A great model for a desalination membrane is any of the millions of cells we have in our bodies.

Last month NIH funded researchers at the University of Illinois at Urbana-Champaign and the University of Arizona modeled Aquaporins — a class of proteins that form membrane channels in cell walls. Aquaporins allow for water movement between a cell and its surroundings. Researchers found that the same protein can be used as a water channel or an ion channel depending on the signaling pathway activated in the cell.

So what?

If you had an ion gate that could ward off charged sodium ions depending on their charge then you might be able to put one of these gates on a semipermiable membrane and do some serious water desalination–just like human cells do!

The modeling work at Illinois and Arizona builds on models used for the study of ion channel gating kinetics at Los Alamos National Laboratory last year.

This week researchers learned a bit more about the shape of the gate:

Researchers decipher the shape of the sodium/potassium ion pump

Researchers decipher the shape of the sodium/potassium ion pump

Channel surfing.

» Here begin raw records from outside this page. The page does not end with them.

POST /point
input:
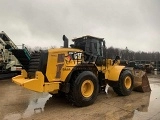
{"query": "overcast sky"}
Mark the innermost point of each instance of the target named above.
(122, 23)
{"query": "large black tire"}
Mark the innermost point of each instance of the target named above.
(84, 89)
(125, 84)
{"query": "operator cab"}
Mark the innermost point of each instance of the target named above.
(93, 47)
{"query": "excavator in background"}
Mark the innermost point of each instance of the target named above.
(12, 59)
(79, 72)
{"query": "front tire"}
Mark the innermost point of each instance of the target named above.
(84, 89)
(125, 84)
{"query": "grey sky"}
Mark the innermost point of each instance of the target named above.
(131, 23)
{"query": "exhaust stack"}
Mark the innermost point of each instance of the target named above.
(65, 39)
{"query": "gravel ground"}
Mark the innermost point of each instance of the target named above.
(18, 103)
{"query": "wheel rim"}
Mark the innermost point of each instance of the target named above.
(128, 82)
(87, 88)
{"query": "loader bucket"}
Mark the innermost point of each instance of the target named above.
(141, 82)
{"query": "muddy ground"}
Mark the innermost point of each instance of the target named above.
(17, 103)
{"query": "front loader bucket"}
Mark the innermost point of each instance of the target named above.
(141, 82)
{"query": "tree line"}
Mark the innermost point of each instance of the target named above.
(126, 54)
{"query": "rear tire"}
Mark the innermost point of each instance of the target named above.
(84, 89)
(125, 84)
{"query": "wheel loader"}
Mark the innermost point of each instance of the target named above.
(78, 72)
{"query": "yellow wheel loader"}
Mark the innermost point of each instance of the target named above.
(78, 72)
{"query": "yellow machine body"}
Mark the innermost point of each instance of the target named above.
(59, 66)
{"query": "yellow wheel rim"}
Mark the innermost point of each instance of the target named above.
(128, 82)
(87, 88)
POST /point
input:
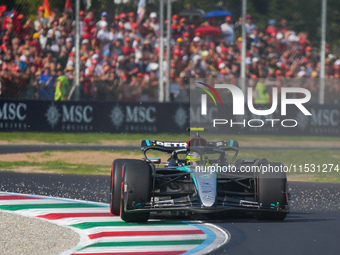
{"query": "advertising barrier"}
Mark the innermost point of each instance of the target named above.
(122, 117)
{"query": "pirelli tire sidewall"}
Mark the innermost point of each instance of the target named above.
(271, 192)
(116, 182)
(136, 190)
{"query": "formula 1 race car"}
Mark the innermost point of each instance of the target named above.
(197, 178)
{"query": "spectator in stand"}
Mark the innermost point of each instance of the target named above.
(128, 25)
(62, 88)
(54, 34)
(228, 31)
(89, 21)
(46, 84)
(249, 24)
(65, 22)
(103, 36)
(154, 24)
(41, 21)
(103, 17)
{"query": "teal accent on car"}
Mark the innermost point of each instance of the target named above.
(188, 170)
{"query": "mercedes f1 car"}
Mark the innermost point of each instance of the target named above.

Charged oxygen atoms (red) deep inside a sodium/potassium pump are part of a filter that allows only ions with the correct charge to pass from one side of the cell’s membrane to the other.

Two new papers from Rockefeller University professor David Gadsby, head of the Laboratory of Cardiac and Membrane Physiology, go a long way toward describing the shape of the gated channel in the Na/K pump and providing an understanding of how this pump — and others like it — collects ions on one side and releases them on the other.Many of the residues in an ion pump have an electrical charge that works to either draw in or repel approaching ions, allowing only those with the correct charge to flow through to their destination.

As I mentioned this looks a good model for desalination with carbon nanotubes –if the nanotubes were so large they required gating. Manifest Interconductance Rank (MIR) models and models called Aggregated Markov Processes used for ion gating studies at Los Alamos……. might be adapted for water desalination studies.

This month Popular Mechanics magazine awarded GE Research’s advanced Hydrogen Electrolyzer its 2006 ’s Breakthrough Award.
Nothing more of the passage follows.